EdD (Doctor of Education)


Educational Leadership

Date of Award


Committee Chair or Co-Chairs

Pamela Scott

Committee Members

William Flora, Virginia Foley, Richard Griffin


The purpose of this research study was to explore the symptoms of compassion fatigue as experienced by teachers in grades 9-12 during the COVID-19 pandemic. While the research on the effects of compassion fatigue on educators is relatively sparse, the literature regarding compassion fatigue, secondary traumatic stress, and vicarious trauma in other helping professions revealed a 12-symptom framework.

Data collection strategies included individual virtual interviews and field notes.

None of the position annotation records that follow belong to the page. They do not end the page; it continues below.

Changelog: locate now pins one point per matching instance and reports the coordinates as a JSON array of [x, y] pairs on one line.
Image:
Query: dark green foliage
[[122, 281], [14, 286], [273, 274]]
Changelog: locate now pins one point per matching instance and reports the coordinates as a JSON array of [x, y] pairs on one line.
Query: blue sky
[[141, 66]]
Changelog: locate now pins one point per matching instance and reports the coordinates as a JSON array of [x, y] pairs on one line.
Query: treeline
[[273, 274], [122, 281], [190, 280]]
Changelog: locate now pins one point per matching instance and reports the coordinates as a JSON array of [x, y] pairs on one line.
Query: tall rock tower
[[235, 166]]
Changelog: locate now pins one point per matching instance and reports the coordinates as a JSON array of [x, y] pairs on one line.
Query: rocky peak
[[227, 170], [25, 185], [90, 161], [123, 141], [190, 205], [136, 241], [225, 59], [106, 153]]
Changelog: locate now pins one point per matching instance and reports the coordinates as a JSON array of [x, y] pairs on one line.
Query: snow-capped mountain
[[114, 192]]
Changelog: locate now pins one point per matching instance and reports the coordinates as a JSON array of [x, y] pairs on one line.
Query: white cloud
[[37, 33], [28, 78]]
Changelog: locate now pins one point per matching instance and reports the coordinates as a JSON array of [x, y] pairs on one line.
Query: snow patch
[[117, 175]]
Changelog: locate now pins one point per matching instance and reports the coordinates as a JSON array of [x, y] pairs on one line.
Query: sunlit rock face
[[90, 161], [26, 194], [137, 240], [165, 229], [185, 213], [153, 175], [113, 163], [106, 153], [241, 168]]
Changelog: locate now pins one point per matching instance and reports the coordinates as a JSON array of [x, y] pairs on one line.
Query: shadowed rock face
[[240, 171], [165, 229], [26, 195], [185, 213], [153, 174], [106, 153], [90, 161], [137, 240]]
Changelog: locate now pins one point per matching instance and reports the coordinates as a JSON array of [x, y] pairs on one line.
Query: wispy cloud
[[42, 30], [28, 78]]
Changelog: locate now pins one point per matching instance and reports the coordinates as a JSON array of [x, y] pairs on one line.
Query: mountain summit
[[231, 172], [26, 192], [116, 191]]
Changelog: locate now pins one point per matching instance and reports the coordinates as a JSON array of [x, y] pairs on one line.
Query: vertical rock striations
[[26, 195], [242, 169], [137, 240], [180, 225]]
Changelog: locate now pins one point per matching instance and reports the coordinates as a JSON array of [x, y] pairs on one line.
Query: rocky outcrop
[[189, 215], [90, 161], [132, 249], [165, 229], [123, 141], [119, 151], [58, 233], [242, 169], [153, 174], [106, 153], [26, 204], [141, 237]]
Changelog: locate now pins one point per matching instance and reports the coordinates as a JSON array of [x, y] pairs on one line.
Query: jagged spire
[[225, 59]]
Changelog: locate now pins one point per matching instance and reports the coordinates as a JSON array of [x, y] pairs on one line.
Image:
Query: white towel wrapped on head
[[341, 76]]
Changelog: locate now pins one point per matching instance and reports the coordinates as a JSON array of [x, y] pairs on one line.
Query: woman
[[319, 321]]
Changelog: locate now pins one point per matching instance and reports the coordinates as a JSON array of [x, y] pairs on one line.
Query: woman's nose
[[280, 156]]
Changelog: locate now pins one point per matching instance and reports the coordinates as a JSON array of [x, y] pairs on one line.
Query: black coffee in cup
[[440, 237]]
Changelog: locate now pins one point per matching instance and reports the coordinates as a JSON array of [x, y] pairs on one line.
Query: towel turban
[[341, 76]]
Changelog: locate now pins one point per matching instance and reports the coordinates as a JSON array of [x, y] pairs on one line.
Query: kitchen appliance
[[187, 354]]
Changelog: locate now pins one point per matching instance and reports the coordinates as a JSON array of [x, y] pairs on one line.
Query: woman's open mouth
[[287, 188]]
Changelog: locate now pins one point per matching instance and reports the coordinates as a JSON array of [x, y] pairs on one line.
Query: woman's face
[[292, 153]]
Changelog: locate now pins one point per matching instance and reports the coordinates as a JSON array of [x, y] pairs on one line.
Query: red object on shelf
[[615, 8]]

Analysis of data occurred in four phases: (a) analyzing transcripts and identifying themes, (b) categorization of data under the 12 symptoms of compassion fatigue, (c) building the explanation in narrative form, and (d) re-examination of the data. The triangulation of data protected the credibility of the analysis through multiple interview sources and member checking.

The results revealed that the physical, emotional, professional, and personal experiences described in the teacher interviews exemplified the 12 established symptoms of compassion fatigue. The results suggested that concern for student experiences during the pandemic combined with other contributing factors to manifest a variety of individual symptoms in participants. The most common contributing factors for participants included concerns for the physical and emotional health and wellbeing of students, student academic issues, feelings of being overwhelmed/overloaded at work, and anger and frustration with the school administration and the school system. The themes that emerged from the data analysis indicate that the most common manifested symptoms include lack of sleep, stress and anxiety, thoughts of leaving the teaching profession, and disconnection from family and friends.